In sharp contrast to these clemencies, it has been reported Trump supporters have created a list of officials “disloyal” to the president, and another of those who are loyal to replace them.

And all of this doesn’t even cover his administration’s extreme turnover rate, with many of his former staff members having been forced out not for incompetence, mismanagement, or scandal, but because they pushed back against Trump’s wildest inclinations.

What does it say about a man when he uses his unilateral powers to reward those who favor him, and punish the rest?

It says he values adherence more than merit.

It says he values allegiance over justice.

And it says he values himself over the people he’s been elected to lead.

All politics aside, Trump has shown he’s the worst kind of leader — one who believes his power is a right.
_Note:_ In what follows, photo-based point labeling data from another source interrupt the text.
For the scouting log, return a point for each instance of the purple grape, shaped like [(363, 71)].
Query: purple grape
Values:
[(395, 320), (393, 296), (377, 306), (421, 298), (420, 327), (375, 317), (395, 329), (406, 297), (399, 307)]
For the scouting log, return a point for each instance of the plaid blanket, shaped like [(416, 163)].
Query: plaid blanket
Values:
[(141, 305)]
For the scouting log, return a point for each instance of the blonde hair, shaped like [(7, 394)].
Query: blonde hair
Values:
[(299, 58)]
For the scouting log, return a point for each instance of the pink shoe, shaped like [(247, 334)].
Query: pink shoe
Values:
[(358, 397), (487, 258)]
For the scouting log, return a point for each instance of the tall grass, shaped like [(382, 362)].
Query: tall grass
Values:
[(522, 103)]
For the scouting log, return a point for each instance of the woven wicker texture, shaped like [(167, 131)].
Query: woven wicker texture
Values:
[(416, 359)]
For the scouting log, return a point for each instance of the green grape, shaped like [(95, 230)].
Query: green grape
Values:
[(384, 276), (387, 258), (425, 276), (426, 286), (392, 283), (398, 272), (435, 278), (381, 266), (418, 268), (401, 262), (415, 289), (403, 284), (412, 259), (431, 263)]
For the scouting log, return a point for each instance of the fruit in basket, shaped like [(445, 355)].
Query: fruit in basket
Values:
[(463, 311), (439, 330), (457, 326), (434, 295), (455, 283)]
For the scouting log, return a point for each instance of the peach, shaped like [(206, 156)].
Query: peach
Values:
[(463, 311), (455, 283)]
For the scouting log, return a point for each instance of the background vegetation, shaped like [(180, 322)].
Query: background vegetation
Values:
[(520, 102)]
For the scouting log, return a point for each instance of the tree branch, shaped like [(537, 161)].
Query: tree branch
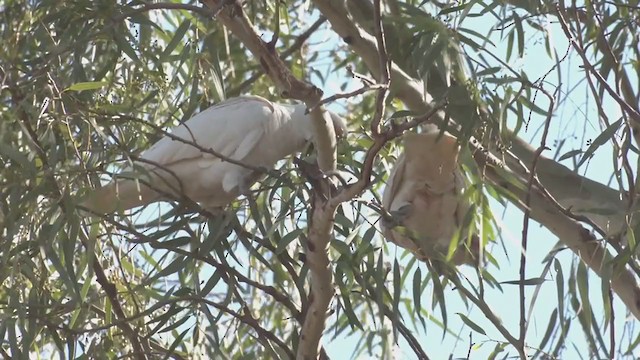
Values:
[(542, 209)]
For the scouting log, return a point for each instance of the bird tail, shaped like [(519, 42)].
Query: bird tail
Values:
[(117, 196)]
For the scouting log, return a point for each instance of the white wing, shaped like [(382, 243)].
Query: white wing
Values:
[(244, 129), (231, 128)]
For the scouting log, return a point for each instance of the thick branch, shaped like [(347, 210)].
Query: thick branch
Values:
[(568, 230), (234, 18)]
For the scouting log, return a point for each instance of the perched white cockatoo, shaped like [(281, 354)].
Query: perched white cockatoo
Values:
[(248, 129), (424, 194)]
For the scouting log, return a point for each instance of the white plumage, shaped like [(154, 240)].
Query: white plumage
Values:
[(249, 129), (424, 194)]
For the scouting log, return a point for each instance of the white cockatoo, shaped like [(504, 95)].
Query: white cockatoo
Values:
[(424, 194), (248, 129)]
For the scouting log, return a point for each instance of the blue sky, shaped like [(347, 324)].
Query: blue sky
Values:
[(575, 121)]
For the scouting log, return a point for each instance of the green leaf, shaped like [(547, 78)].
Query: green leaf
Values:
[(605, 136), (90, 85), (177, 38), (471, 324), (526, 282)]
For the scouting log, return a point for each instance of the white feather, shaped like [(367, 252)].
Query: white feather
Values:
[(424, 193), (249, 129)]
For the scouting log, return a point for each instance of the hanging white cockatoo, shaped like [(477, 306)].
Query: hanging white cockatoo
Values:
[(424, 194), (248, 129)]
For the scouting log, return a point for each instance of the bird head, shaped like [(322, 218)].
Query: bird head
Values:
[(339, 124), (433, 158)]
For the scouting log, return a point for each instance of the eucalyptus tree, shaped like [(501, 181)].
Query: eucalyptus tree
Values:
[(540, 96)]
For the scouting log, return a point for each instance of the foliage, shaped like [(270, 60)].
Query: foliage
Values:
[(87, 85)]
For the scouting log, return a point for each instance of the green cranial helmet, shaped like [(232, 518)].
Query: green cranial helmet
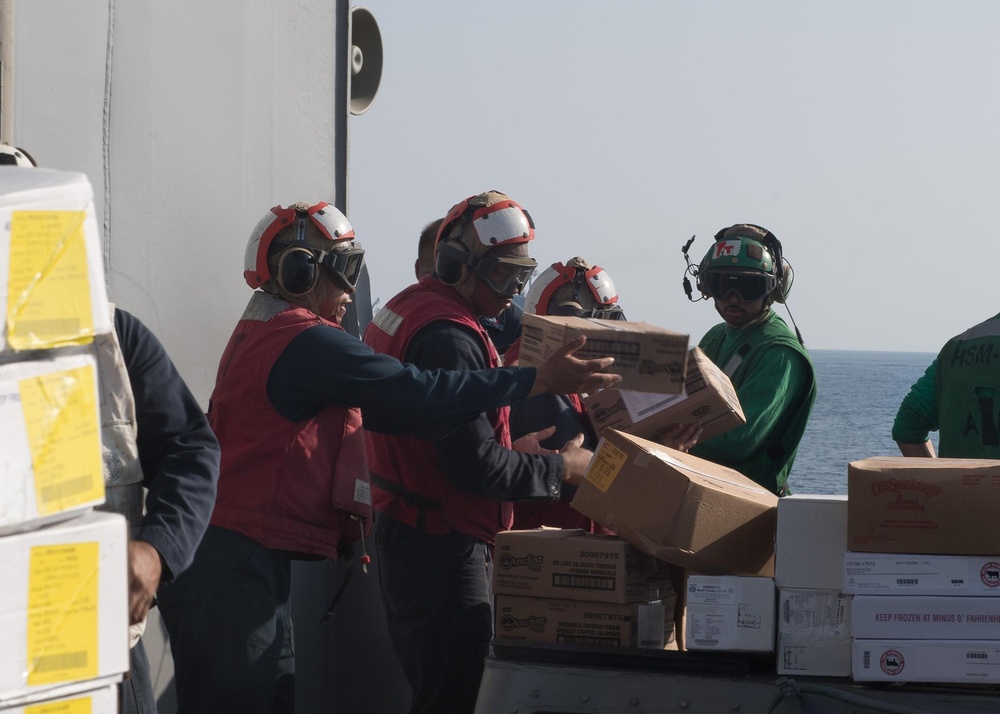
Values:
[(743, 260)]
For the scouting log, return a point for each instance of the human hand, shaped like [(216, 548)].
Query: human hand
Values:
[(680, 436), (562, 373), (576, 460), (529, 443), (144, 571)]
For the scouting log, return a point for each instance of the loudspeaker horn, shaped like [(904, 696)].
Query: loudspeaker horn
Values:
[(365, 59)]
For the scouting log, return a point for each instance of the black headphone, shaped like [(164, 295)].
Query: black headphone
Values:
[(298, 270)]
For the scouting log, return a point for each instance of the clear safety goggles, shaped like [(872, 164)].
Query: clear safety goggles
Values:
[(750, 287), (506, 275), (344, 263)]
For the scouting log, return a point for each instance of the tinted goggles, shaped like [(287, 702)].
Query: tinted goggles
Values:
[(750, 287), (613, 312), (507, 276), (345, 264)]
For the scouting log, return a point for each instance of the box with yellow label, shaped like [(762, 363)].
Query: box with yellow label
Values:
[(51, 261), (63, 604), (51, 467), (90, 697), (677, 507)]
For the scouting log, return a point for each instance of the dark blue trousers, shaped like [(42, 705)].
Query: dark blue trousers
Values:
[(229, 622), (438, 606)]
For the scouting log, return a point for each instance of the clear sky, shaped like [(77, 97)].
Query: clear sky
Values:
[(865, 135)]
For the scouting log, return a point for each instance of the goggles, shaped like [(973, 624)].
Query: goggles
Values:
[(507, 276), (750, 287), (572, 309), (345, 264)]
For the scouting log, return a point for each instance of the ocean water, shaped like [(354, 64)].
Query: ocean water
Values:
[(858, 394)]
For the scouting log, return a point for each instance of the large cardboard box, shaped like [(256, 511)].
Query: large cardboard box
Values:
[(679, 508), (734, 614), (931, 617), (896, 574), (811, 541), (708, 398), (575, 565), (941, 661), (90, 697), (649, 358), (814, 632), (51, 468), (933, 506), (63, 604), (585, 623), (51, 261)]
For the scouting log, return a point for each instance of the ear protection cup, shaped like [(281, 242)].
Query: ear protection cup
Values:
[(297, 271), (449, 261)]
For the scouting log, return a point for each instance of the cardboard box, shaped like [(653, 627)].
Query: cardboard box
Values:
[(734, 614), (933, 506), (895, 574), (578, 622), (811, 541), (680, 508), (649, 358), (51, 261), (91, 697), (63, 604), (51, 467), (941, 661), (920, 617), (575, 565), (708, 397), (814, 632)]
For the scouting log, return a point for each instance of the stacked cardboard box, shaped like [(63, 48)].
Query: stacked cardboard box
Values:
[(924, 570), (708, 398), (569, 586), (814, 613), (63, 598)]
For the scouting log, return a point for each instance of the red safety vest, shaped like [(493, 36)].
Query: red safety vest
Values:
[(408, 483), (296, 486)]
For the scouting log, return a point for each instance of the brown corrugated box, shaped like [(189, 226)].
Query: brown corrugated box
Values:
[(578, 622), (708, 397), (904, 505), (575, 565), (680, 508), (649, 358)]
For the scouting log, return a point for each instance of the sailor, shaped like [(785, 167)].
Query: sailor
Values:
[(744, 273), (294, 482), (442, 504)]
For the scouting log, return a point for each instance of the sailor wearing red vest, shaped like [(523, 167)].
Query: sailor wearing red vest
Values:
[(442, 503), (294, 480)]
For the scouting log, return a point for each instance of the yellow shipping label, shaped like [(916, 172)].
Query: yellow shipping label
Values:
[(61, 419), (82, 705), (48, 298), (605, 466), (62, 613)]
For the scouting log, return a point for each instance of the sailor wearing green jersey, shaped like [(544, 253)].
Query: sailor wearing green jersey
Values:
[(744, 274), (959, 397)]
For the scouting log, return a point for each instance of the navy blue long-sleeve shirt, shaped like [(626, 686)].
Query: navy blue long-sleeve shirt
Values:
[(177, 449)]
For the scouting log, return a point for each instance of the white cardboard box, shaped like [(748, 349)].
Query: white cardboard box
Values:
[(63, 604), (810, 542), (896, 574), (51, 467), (918, 617), (51, 261), (814, 632), (965, 661), (90, 697), (729, 612)]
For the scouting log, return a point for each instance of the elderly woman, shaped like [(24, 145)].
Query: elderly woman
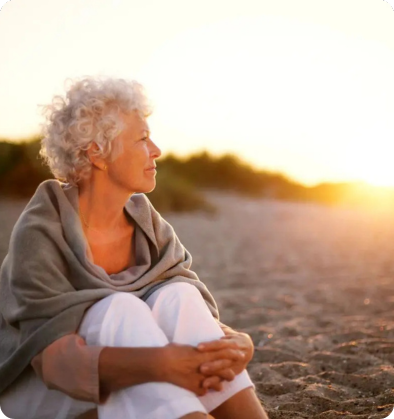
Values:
[(101, 315)]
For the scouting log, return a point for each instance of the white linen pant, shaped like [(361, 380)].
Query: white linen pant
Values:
[(173, 313)]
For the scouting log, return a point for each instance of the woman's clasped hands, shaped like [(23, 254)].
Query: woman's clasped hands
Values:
[(210, 363)]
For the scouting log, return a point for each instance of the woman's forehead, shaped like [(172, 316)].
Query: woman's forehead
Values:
[(135, 120)]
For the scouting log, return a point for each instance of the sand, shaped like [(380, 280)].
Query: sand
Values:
[(314, 288)]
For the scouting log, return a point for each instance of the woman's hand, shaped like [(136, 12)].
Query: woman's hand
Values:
[(221, 368), (181, 366)]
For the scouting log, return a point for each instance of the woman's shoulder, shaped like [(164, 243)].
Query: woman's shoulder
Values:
[(42, 209)]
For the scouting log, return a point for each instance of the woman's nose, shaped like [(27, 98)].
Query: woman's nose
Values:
[(156, 151)]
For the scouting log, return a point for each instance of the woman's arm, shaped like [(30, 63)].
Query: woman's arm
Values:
[(90, 373)]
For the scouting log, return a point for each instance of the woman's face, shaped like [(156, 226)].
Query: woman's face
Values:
[(131, 170)]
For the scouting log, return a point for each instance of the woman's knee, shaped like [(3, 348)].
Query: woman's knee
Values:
[(114, 317), (181, 291)]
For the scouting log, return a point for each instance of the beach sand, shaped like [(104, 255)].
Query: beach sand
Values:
[(314, 288)]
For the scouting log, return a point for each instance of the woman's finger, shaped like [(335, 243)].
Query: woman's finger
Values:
[(216, 345), (213, 383), (227, 374)]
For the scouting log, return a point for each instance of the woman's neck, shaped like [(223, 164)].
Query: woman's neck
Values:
[(101, 206)]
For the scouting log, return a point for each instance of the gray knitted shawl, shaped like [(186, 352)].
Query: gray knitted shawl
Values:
[(47, 282)]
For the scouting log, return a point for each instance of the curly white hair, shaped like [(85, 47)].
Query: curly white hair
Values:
[(90, 112)]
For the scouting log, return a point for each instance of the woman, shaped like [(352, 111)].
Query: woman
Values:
[(101, 315)]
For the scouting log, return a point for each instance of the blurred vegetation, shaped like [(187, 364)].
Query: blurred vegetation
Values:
[(181, 181)]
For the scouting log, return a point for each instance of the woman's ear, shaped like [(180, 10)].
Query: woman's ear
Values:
[(94, 159)]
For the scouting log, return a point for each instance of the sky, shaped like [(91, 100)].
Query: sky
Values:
[(301, 87)]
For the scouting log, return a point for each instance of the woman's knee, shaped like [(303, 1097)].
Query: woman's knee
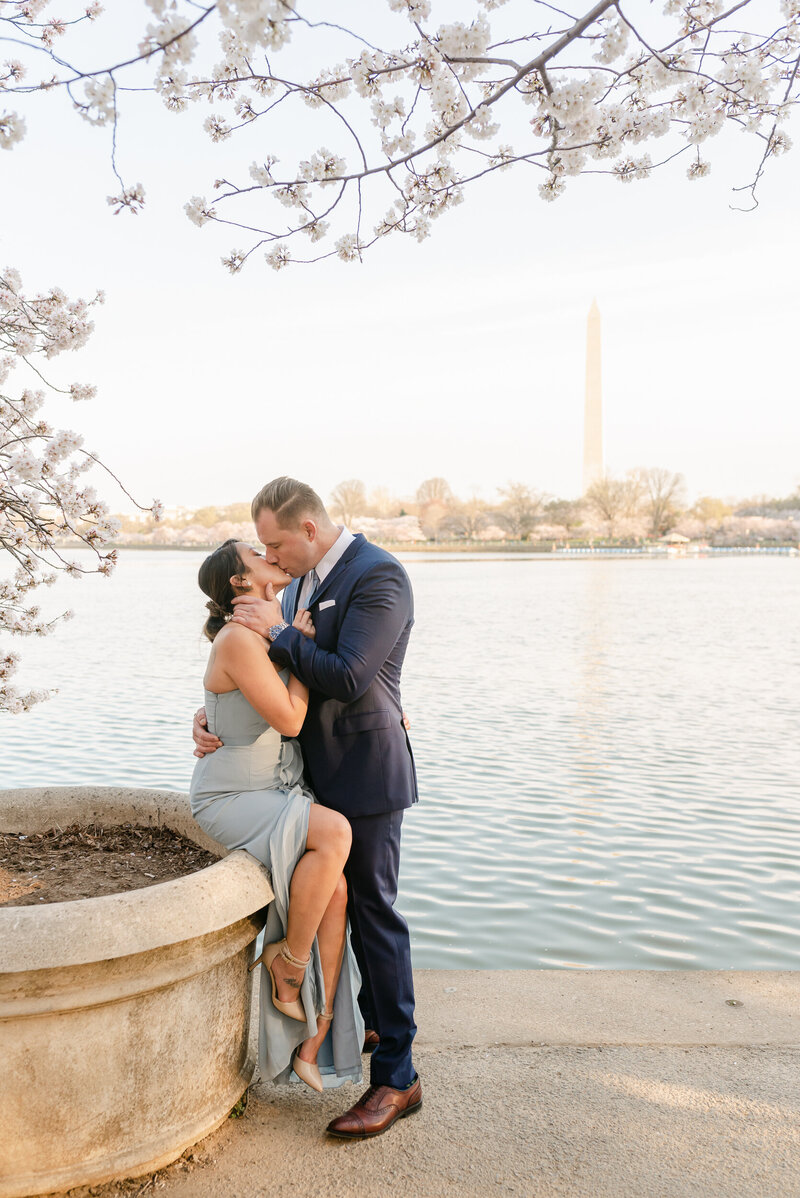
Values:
[(328, 832)]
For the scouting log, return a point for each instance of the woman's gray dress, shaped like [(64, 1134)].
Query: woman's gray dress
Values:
[(250, 794)]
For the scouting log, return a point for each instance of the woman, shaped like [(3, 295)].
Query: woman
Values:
[(250, 794)]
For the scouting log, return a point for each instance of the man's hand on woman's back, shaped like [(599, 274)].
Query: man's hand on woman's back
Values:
[(205, 742)]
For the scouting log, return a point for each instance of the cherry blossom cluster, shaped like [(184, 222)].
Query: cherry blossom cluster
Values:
[(405, 127), (44, 496)]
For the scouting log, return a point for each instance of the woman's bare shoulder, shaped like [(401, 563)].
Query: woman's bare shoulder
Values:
[(235, 639)]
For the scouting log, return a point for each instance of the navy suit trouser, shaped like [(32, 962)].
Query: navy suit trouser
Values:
[(381, 943)]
That belief isn’t fit for a king, let alone a democratically-elected leader.

So far, there have been enough degrees of separation between the president and those he’s pardoned to warrant some benefit of the doubt; none of these people were convicted of crimes that were connected to Trump and his administration.

That may not always be so.

Former National Security Adviser Michael Flynn is being prosecuted for lying to officials during Special Council Robert Mueller’s investigation into Russian interference and obstruction of justice in Trump’s administration, and Roger Stone was just sentenced to 40 months for both lying to investigation officials and witness tampering.

Trump has loudly declared both these cases have been miscarriages of justice, and I’d argue the only thing stopping him from granting Flynn and Stone clemency is the upcoming election; to do so now would likely cost him the next four years.

But if he wins, there’s little — if anything — standing against him from further eroding the rule of law.

And if this all isn’t enough to convince some of you of the president’s character, remember that he has already declared himself above the law.

“I have the absolute right to pardon myself,” he tweeted on June 4, 2018.

The 2020 election is more than just deciding who is going to lead our country; it’s a referendum on how we want our country to be led. I believe the vast majority of us will vote for what we think is best for America, but I also think we are quick to convince ourselves the ends will justify the means.

Democracies cannot survive many pyrrhic victories.

If you have even the smallest twinge of doubt about which candidate to vote for this November, I urge you to not just consider the causes they champion, but how they will utilize their power to meet those goals.

Unlimited power doesn’t make a good leader.

And good leaders don’t need ultimate power.